Mixed Bed Systems: Using multiple types of activated carbon with different properties in a single treatment system can target a wider range of contaminants.
Regeneration and Reuse:
Activated carbon can be regenerated by thermal or chemical methods, extending its lifespan and reducing operational costs.
Surface Area Enhancement:
Activated carbon can be physically activated through steam or CO2 activation to increase its surface area and pore volume, improving adsorption capacity.
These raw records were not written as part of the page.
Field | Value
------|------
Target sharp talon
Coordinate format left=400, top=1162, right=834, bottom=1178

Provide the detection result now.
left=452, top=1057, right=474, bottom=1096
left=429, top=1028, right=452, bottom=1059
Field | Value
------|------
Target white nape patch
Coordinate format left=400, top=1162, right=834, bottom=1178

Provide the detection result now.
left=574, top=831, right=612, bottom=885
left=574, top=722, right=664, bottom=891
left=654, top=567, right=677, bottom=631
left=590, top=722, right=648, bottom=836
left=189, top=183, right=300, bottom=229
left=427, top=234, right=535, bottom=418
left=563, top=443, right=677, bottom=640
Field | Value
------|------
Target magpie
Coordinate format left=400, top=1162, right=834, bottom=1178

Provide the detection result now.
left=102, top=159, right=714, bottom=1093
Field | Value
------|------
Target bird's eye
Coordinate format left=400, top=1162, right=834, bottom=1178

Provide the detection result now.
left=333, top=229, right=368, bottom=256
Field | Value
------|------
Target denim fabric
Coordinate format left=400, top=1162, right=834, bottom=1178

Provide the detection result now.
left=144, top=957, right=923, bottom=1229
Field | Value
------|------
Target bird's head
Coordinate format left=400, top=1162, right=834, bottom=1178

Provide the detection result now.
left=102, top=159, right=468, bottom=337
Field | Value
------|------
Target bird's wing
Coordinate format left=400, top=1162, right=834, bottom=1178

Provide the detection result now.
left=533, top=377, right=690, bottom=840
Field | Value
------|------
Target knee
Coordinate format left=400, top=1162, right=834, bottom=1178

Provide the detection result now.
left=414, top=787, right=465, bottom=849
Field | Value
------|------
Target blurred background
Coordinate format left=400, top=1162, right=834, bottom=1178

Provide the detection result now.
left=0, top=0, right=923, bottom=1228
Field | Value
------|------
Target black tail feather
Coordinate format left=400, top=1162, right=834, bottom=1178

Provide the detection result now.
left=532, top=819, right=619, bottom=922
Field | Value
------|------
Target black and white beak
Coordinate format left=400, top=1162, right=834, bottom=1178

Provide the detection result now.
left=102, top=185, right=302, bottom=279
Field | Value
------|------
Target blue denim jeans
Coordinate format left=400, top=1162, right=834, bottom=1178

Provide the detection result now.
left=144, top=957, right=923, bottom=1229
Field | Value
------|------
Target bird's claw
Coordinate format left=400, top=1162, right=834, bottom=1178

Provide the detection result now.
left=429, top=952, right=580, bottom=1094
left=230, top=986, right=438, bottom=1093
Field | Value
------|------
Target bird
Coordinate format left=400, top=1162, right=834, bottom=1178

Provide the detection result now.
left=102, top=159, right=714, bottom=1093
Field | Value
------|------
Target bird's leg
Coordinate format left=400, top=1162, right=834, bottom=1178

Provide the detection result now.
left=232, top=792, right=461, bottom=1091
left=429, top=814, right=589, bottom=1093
Tailored Adsorbents: Designing activated carbons with specific characteristics (e.g., high mesopore content for larger molecules) based on the target contaminants can optimize performance.
Functional Group Addition: Introducing specific functional groups through chemical modification can enhance the carbon’s affinity for specific contaminants.
Testing and Characterization: Characterizing the modified activated carbon using techniques like BET surface area analysis, X-ray diffraction (XRD), and Fourier-transform infrared spectroscopy (FTIR) helps ensure the desired properties have been achieved.
It’s important to note that the choice of modification method depends on the contaminants present in the water and the desired treatment outcomes. Careful consideration of the water quality, treatment objectives, and cost-effectiveness is essential when selecting and implementing modifications to activated carbon for water purification applications. Additionally, regular monitoring and maintenance are crucial to ensure the continued efficiency of the modified carbon.